Banyak Sandungan Menuju 8 Persen

KORANTEMPO, JAKARTA – berbicara dalam Forum Ekonomi Qatar pada Rabu, 15 Mei lalu, Prabowo Subianto sebagai pemenang pemilihan presiden mengklaim bisa dengan mudah mendorong pertumbuhan ekonomi Indonesia hingga 8 persen per tahun. “(Bisa tercapai) dalam dua hingga tiga tahun,” ujarnya.

Prabowo mengklaim sudah berbicara dengan banyak ahli dan mempelajari adanya kemungkinan pertumbuhan ekonomi tersebut. Kuncinya, menurut dia, berkaitan dengan sektor pertanian serta produksi dan distribusi pangan, tanpa menjelaskan detailnya. Faktor lain adalah efektivitas belanja pemerintah. Dia berencana berfokus pada anggaran untuk mendukung program pendorong ekonomi.

Direktur Institute for Demographic and Poverty Studies (Ideas) Yusuf Wibisono juga pesimistis atas target Prabowo tersebut. Melihat kondisi ekonomi Indonesia saat ini, ia memandang target pertumbuhan 6 persen termasuk optimistis. Untuk mencapai target 8 persen, pemerintah butuh perubahan luar biasa, seperti reformasi birokrasi plus reformasi hukum dan politik.

“Kalau hanya bermodalkan melanjutkan kebijakan pemerintah sebelumnya, tanpa rencana reformasi institusi yang memadai, itu sangat tidak realistis,” Yusuf mengungkapkan.

Ia mengingatkan bahwa strategi besar pembangunan di era Presiden Joko Widodo, yaitu pembangunan infrastruktur dan penghiliran hasil tambang, terbukti gagal mengakselerasi pertumbuhan ekonomi. Dalam 10 tahun terakhir, Indonesia hanya mencatat pertumbuhan rata-rata 4,2 persen.

Bahkan, kalaupun kontraksi ekonomi selama periode pandemi Covid-19 diabaikan, performa ekonomi nasional hanya 5,1 persen—terpaut jauh dari target pemerintah sebesar 7 persen. Jika pemerintahan berikutnya gagal melepaskan diri dari kutukan pertumbuhan ekonomi 5 persen, Indonesia dipastikan terjerat jebakan kelas menengah.

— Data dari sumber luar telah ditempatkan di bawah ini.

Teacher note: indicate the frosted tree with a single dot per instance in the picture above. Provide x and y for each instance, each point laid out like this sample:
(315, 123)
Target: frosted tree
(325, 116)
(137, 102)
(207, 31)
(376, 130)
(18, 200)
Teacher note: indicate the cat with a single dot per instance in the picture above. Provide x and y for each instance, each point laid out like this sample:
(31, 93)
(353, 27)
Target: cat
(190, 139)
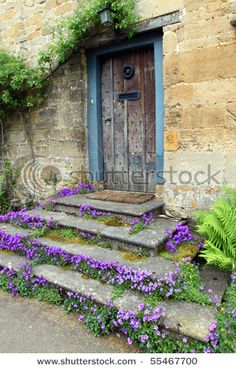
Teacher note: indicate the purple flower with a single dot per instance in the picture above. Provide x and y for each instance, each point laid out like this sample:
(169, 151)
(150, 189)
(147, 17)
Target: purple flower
(144, 338)
(130, 342)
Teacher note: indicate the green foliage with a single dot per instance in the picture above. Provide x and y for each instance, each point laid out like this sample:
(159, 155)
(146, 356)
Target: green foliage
(218, 226)
(118, 291)
(70, 33)
(39, 232)
(137, 227)
(22, 87)
(8, 182)
(48, 294)
(191, 293)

Untuk mengejar pertumbuhan ekonomi yang lebih tinggi, Yusuf menyarankan pemerintah tak lagi terobsesi menarik investasi setinggi mungkin atau mendorong ekspor secara berlebihan. Sebab, hal itu terbukti tak membuahkan hasil selama satu dekade terakhir.


Dia mengatakan, dengan investasi atau pembentukan modal tetap bruto (PMTB) saat ini di kisaran 30 persen dari PDB, pertumbuhan ekonomi sebenarnya bisa melambung di angka 7-8 persen. Tapi ICOR yang tinggi menutup potensi tersebut. Sama seperti Piter, Yusuf mendesak pemerintah berfokus menurunkan ICOR di kisaran 4 persen.

Kualitas Tenaga Kerja Rendah

Pekerjaan rumah lainnya adalah mengatasi rendahnya kualitas angkatan kerja dan mencegah deindustrialisasi dini. Berdasarkan data Badan Pusat Statistik per Februari lalu, sebanyak 54,69 persen tenaga kerja hanya berpendidikan sekolah menengah pertama dan sekolah dasar.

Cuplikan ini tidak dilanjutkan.